Syndicated programs on WXII-TV include: Live with Regis and Kelly, Dr. Phil, Anderson, Inside Edition, and Entertainment Tonight.
WXII currently broadcasts 33.5 hours of local news per week, with 5.5 hours on weekdays and three hours on weekends. A 2½ hour morning newscast begins at 4:30 a.m., followed by one-hour blocks at noon and 5 p.m., a half-hour block at 6 p.m., and a 35-minute wrap at 11 p.m. On weekends, a two-hour morning newscast begins at 5 am, followed by half-hour blocks at 6 and 11 p.m.
Ratings began to increase following a series of severe weather events in the late 1980s and early 1990s.

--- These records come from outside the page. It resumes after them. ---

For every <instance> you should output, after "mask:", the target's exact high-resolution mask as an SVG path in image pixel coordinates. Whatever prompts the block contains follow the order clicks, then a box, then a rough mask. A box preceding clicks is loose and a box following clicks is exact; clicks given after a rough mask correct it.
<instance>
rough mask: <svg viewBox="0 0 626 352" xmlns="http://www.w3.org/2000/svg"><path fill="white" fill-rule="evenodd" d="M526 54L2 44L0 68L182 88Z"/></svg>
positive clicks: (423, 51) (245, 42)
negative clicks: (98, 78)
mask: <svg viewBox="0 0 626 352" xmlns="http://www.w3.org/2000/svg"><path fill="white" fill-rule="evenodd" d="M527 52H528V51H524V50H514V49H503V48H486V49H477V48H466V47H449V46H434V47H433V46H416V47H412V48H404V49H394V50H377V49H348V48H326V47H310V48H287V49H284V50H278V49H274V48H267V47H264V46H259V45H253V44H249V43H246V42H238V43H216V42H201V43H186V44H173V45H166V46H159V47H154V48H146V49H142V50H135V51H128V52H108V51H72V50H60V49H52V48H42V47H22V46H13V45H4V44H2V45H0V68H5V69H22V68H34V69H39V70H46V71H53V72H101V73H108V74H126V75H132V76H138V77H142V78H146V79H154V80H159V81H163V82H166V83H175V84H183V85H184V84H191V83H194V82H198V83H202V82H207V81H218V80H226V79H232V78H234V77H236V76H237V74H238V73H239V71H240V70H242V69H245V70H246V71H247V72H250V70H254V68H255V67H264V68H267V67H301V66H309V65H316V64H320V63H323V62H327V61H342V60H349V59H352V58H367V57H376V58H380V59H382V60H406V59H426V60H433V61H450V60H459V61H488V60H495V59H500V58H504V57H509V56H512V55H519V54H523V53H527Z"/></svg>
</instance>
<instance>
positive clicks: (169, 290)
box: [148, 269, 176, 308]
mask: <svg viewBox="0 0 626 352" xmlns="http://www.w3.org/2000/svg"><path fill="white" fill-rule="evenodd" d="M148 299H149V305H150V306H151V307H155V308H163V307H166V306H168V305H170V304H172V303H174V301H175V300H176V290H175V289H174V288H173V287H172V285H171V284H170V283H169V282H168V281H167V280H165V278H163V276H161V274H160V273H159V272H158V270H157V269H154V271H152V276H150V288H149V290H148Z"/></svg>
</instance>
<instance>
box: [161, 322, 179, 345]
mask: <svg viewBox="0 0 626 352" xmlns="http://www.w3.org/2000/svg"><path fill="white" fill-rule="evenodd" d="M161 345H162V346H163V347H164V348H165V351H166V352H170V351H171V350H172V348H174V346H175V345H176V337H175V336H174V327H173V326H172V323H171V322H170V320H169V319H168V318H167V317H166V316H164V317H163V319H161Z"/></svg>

On February 12, 2010, after the Opening Ceremonies of the Winter Olympics, WXII became the last local station in the Piedmont Triad to produce its newscasts in 16:9 widescreen standard definition, joining WGHP and WFMY. For a few months after the switch, weather graphics were still broadcast in the 4:3 format with blue colored pillarboxing, but since has upgraded the graphics to 16:9 widescreen format. The studio cameras and news packages are in 16:9 SD widescreen. As of November 14, 2011, it is the last remaining terrestrial station in the Piedmont Triad (not counting WXLV-TV, which will begin airing an outsourced newscast some time in 2012) without a newscast in full high definition.

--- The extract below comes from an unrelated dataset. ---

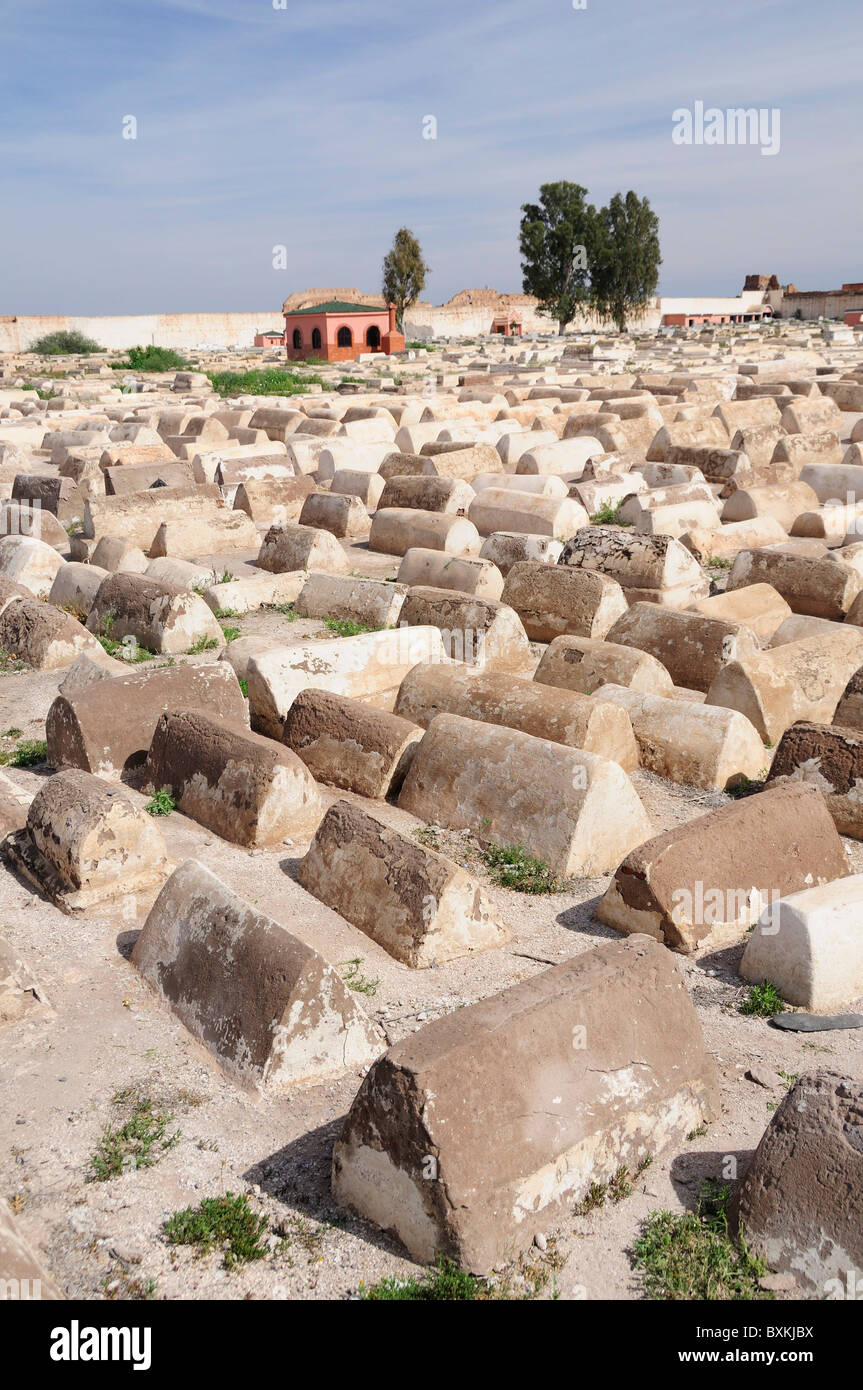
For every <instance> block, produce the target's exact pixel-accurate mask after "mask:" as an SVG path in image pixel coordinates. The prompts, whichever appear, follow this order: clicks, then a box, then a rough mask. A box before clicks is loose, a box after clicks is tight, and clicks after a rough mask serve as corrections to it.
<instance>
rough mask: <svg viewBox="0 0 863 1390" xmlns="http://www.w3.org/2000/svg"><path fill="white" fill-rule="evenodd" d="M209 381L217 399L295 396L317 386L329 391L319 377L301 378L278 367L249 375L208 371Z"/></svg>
mask: <svg viewBox="0 0 863 1390" xmlns="http://www.w3.org/2000/svg"><path fill="white" fill-rule="evenodd" d="M207 375H208V378H210V381H211V382H213V386H214V389H215V391H218V393H220V396H297V395H300V393H302V392H303V391H309V386H311V385H318V386H322V388H324V391H332V386H331V385H328V384H327V382H325V381H324V379H322V378H321V377H315V375H311V374H310V375H307V377H303V375H300V374H299V373H296V371H283V370H282V368H281V367H265V368H260V370H250V371H208V373H207Z"/></svg>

WXII used the "Hello News" theme package in the early 1980s. Their campaign song was "Hello Piedmont." Following the "Hello" campaign of the early 1980s, WXII hired a Florida production company to put together a new image campaign, "Count on Us". This was used for little more than a year and then dropped. In the early 1990s WXII was rebranded "Your Carolina News Connection". As with most TV stations, WXII used custom versions of NBC campaigns—one example being "Come Home to WXII". They also made a local version of "Come Home to the Best, Only on NBC" in 1988, featuring shots of NBC's stars and WXII's anchors throwing a party to coincide with the station's 35th anniversary. The latter clip can be seen on YouTube (originally uploaded by the station itself).

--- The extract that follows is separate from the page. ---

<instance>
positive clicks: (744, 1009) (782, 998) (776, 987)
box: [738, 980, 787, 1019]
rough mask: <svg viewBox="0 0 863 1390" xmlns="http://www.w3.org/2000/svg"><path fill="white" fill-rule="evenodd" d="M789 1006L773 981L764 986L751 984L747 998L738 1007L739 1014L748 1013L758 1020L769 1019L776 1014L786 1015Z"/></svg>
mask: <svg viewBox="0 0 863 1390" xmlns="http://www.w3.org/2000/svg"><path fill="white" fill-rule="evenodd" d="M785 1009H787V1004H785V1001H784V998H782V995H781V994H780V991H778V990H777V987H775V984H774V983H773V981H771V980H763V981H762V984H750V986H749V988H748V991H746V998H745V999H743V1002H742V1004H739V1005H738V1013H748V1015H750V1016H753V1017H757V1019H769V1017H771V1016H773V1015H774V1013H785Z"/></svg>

In the mid-to-late 1990s, WXII branded itself as NewsChannel 12, and its positioning statement was "Complete Local Coverage of the Western Piedmont." Once Hearst took full control (around 1999-2000), both the NewsChannel and positioning statement were dropped. The station then began branding itself as WXII 12 News. As of 2008, the station refers to itself (TV and online) as WXII Digital Media.
Current anchors
WXII 12 Weather Plus
Sports team
Reporters
Hearst Television Washington Bureau
In North Carolina, WXII is available on SkyBest TV in Sugar Mountain, Ashe County Cable and Morris Broadband in West Jefferson, Zito Media in Creston, and Charter Communications in the Hickory area (QAM only), which are part of the Charlotte media market.[14] The NBC affiliate for that market, WCNC, is not available in West Jefferson and Creston. WXII was available on Charter Communications in Boone until the mid 2000s when it was replaced with WCNC. WXII was also previously available on cable in Richfield as well.[15]
In Virginia, WXII is available on Comcast in Galax, Chatmoss Cablevision in Danville, and DirecTV in Carroll, Grayson, and Henry Counties, and in Danville and Martinsville, which are part of the Roanoke market.
In the 1970s and 1980s, WXII was once carried in southern Moore County and Richmond County.[16]